2. AI companies are rewriting traditional SaaS metrics
Some AI companies launch with 0–50% gross margins due to model costs, forcing investors to look deeper at engagement, retention, workflows, and data defensibility rather than just headline margins.
3. Category leaders capture the vast majority of value
In technology markets, the winner often accumulates disproportionate market cap. Venture investors increasingly focus on backing the market leader early, because second place can mean dramatically smaller outcomes.
4. Autonomous vehicles could massively expand the transportation market
Ride-hailing today represents less than 1% of vehicle miles traveled in the U.S., suggesting robotaxis like Waymo could unlock a much larger market rather than simply competing with Uber or Lyft.
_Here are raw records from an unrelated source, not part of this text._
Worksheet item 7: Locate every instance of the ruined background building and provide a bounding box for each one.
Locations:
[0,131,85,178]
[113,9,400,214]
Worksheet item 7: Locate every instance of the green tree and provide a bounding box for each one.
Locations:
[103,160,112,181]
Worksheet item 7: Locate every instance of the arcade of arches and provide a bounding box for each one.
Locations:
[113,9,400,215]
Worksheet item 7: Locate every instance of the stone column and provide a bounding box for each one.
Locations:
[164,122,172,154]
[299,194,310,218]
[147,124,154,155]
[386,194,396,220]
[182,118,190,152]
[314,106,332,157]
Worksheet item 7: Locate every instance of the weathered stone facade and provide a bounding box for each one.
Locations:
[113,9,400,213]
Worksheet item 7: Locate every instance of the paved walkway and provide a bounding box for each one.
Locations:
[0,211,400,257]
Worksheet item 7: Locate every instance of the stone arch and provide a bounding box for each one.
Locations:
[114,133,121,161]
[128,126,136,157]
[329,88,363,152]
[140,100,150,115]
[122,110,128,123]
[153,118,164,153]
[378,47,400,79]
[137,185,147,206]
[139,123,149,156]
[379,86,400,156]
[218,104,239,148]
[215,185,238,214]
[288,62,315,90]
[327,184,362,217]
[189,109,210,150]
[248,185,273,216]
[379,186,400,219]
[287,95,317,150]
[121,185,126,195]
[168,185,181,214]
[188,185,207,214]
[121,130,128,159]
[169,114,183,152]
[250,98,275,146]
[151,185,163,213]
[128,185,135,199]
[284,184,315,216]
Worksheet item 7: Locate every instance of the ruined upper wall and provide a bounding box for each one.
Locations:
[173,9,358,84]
5. The scale of venture outcomes is increasing dramatically
Historically the top 1% venture outcome was roughly $1.5B. Today it’s closer to $10B, and could reach $40B within the next decade as technology markets expand globally.
Inside a16z’s $22B Growth Fund:
Andreessen Horowitz has grown from a startup venture firm in 2009 into one of the most influential capital allocators in technology. Today the firm manages more than $22B across five Growth funds, recently raising a new $6.75B vehicle to continue investing in category-defining companies.
Across that platform, the Growth team has invested in companies such as Waymo, Kalshi, Coinbase, Robinhood, Stripe, Revolut, ElevenLabs, Flock Safety, Harvey, EliseAI, Hebbia, Roblox, Anduril, and Sardine.
In a conversation on Sourcery, General Partner Alex Immerman outlined how the firm evaluates breakout technology companies, how AI is changing the metrics investors use, and why the scale of venture outcomes continues to expand.
The discussion reveals a clear theme: the center of gravity for innovation and growth has shifted toward private markets and AI-native companies.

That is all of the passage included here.